RNA-binding efficiency of HCV NS5B proteins. The RNA-binding efficiencies of NS5B-570H and NS5B-540H were compared using the conditions specified in Materials and Methods. Three proteins were evaluated: NS5B-540H (lanes 1 and 4), NS5B-570H (lanes 2 and 5), and bovine serum albumin as control (lanes 3 and 6). The same amounts of ³²P-labeled RNAs (0.4 pmol) and protein (100 ng) were used in each experiment. Experiments were performed using dsRNA (preannealed sym/sub) and ssRNA [³²P-labeled oligo(U₁₂)].

FIG. 6.

RNA elongation catalyzed by HCV NS5B. Reactions were performed using poly(A) as the template and [α-³²P]UTP as the substrate, as described in the text. Shown is the time course for 30 nM NS5B-570H (▪) and NS5B-540H (•).

FIG. 7.

Single-nucleotide incorporation by HCV NS5B. (A) The RNA template, sym/sub, used in this study. (B) Single-nucleotide incorporation catalyzed by purified NS5B proteins. These experiments were performed using [α-³²P]UTP as substrate and cold sym/sub RNA as template, as described in Materials and Methods. Lanes: 1, NS5B-540H; 2, NS5B-570H; 3, ³²P-labeled sym/sub; 4, no-enzyme control. The positions for input sym/sub RNA template and 13-mer product (P) are labeled. (C) Multinucleotide incorporation assays were performed using cold NTP (ATP, GTP, CTP, and UTP) as substrates and ³²P-labeled sym/sub RNA as the template, as described in Materials and Methods. Lanes: 1, NS5B-540H; 2, NS5B-570H; 3, no-enzyme control. The positions for template RNA (sym/sub) and expected 13- to 16-mer products (P) are marked. (D) Time course for single-nucleotide incorporation catalyzed by HCV NS5B. Assays were performed side by side using 0.6 μM NS5B-540H or NS5B-570H as described in Materials and Methods, with cold sym/sub RNA as the template and [α-³²P]UTP as the substrate. (E) Quantitative analysis of UMP incorporation catalyzed by NS5B-540H (•) or NS5B-570H (○) as shown in panel D.

FIG. 8.

RNA initiation catalyzed by HCV NS5B. Primer-independent RNA synthesis reactions were performed using NS5B-540H or NS5B-570H with poly(U) as the template and [α-³²P]ATP as the substrate as described in Materials and Methods.
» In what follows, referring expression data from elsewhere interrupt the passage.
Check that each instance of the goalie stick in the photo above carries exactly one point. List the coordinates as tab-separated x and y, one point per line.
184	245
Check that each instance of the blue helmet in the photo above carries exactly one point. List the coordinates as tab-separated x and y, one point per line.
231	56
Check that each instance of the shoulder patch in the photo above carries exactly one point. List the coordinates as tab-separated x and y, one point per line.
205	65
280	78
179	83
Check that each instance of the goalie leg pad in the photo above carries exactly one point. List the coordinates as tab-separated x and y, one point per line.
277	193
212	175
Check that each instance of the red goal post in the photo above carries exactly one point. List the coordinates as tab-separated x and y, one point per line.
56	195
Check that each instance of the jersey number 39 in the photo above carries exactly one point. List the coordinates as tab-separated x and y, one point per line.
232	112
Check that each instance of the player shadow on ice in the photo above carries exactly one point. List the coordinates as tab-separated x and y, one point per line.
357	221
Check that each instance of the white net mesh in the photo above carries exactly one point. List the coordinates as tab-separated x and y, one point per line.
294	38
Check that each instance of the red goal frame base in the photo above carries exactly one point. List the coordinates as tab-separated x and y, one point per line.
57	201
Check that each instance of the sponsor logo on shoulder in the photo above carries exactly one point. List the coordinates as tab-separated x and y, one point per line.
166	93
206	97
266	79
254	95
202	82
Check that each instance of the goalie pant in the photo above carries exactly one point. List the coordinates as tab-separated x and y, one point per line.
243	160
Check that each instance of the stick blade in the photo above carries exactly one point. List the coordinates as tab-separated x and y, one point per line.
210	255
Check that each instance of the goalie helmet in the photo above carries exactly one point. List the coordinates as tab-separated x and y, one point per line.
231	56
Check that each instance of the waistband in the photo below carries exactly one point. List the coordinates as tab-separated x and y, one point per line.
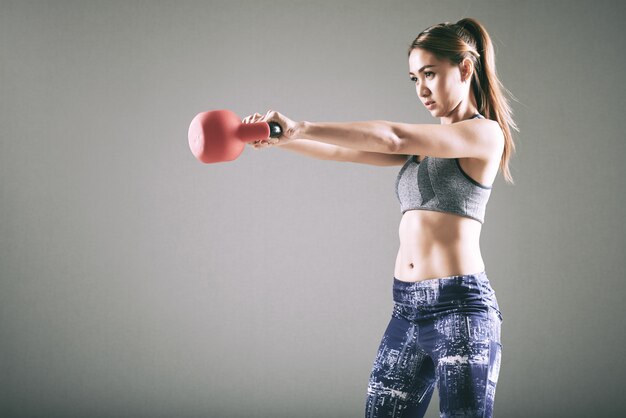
468	288
480	276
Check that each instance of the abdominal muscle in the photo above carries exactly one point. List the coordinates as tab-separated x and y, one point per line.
436	244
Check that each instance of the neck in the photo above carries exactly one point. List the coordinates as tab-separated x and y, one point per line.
465	110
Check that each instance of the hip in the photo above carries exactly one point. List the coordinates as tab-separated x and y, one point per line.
467	293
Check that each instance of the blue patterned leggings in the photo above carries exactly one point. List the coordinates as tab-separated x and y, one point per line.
443	331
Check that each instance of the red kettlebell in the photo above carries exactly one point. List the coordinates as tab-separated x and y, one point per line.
220	136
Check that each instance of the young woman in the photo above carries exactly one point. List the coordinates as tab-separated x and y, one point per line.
445	325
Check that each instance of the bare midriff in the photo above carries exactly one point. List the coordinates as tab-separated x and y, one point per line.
437	244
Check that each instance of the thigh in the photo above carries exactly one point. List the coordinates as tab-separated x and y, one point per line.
467	357
403	374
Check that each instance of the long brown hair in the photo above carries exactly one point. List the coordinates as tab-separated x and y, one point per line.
468	38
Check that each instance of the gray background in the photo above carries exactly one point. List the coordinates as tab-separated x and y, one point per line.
136	281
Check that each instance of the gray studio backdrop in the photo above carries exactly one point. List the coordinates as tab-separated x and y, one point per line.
136	281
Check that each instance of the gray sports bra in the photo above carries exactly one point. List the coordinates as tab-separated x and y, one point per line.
440	184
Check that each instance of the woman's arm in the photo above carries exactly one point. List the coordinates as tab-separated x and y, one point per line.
372	136
322	151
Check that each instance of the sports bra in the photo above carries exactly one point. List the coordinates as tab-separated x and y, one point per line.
440	184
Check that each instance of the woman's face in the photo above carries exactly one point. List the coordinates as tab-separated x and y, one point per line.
437	81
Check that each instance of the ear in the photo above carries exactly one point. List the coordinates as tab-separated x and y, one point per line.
467	69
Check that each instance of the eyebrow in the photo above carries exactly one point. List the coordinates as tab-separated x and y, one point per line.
423	68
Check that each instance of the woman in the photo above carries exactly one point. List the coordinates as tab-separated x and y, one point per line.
445	324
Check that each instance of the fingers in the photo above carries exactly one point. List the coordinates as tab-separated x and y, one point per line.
257	117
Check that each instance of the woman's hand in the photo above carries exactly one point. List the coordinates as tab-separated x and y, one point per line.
288	127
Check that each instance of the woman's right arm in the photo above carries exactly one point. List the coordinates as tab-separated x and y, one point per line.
323	151
330	152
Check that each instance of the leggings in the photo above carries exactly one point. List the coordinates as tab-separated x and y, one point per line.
443	331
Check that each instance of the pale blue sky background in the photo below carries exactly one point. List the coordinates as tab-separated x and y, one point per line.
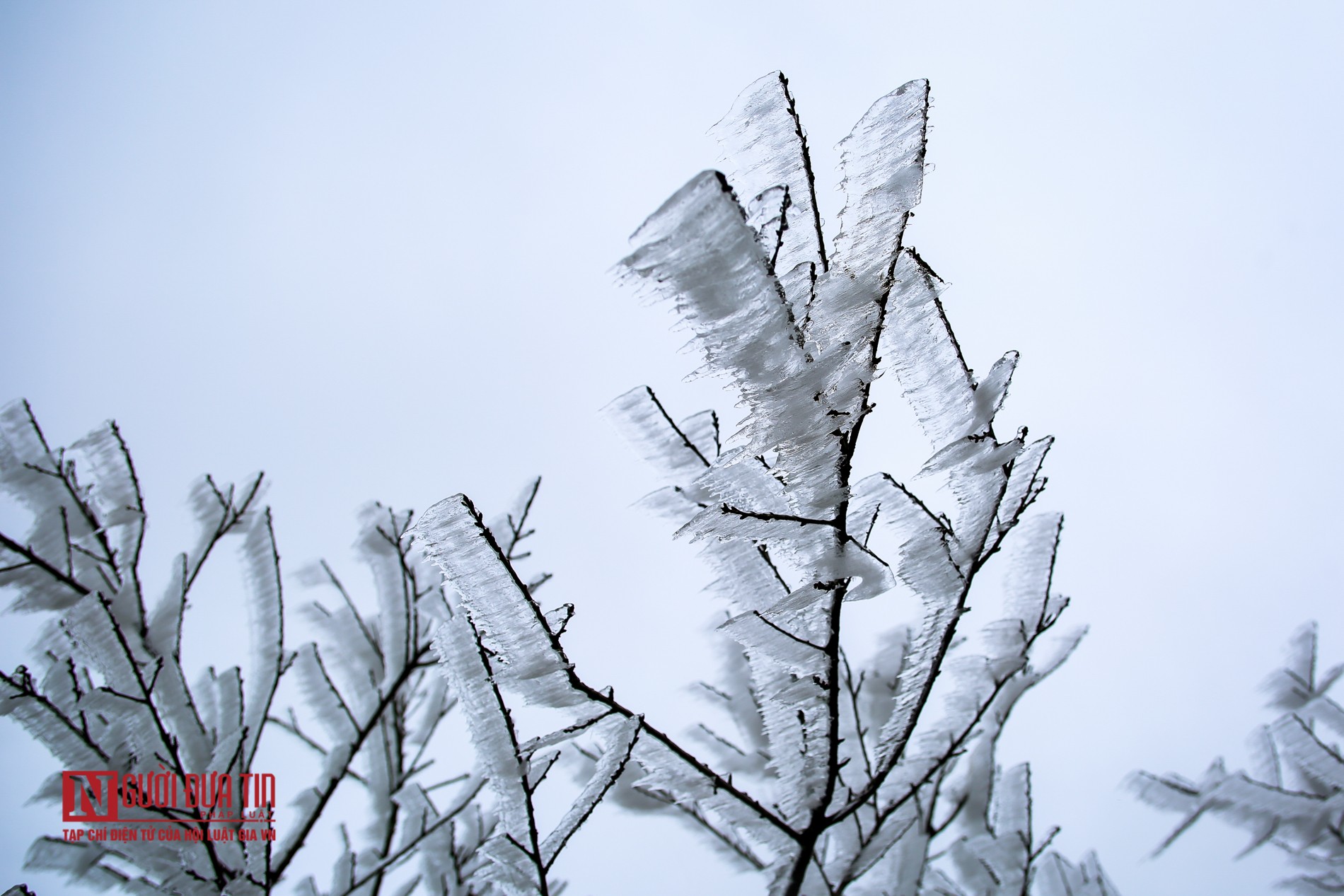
367	249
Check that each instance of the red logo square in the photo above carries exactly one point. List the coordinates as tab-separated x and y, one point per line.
89	796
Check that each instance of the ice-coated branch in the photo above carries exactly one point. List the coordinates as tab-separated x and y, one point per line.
108	687
835	781
1293	797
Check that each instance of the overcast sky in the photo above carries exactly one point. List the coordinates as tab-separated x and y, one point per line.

At the time point specified, an aliquot of the reaction mix was taken out and subjected to quantitative filter binding and scintillation counting.

FIG. 9.

Effect of synthetic C-terminal peptides on HCV polymerase activity. Amino acid sequences of the peptides used for this study are shown at the top. Below are shown the results of the primer-dependent RNA synthesis reactions of NS5B-540H that were performed using poly(A) as the template and [α-³²P]UTP as the substrate in the presence of different peptides. Shown is the percent inhibition of NS5B-540H activity at different concentrations of individual peptides: C_545/570 (•), A4C_545/570 (▪), and C_545/559 (▴).

FIG. 10.

Sequence alignment of viral RNA polymerases. Amino acid residues of the listed viral polymerase were aligned to the center of the nucleotide/metal-binding site (solid box). For most polymerases listed, the nucleotide/metal-binding site is referred as the -GDD- motif. The C-terminal regulatory motif found in HCV NS5B and related viruses is highlighted (hatched box).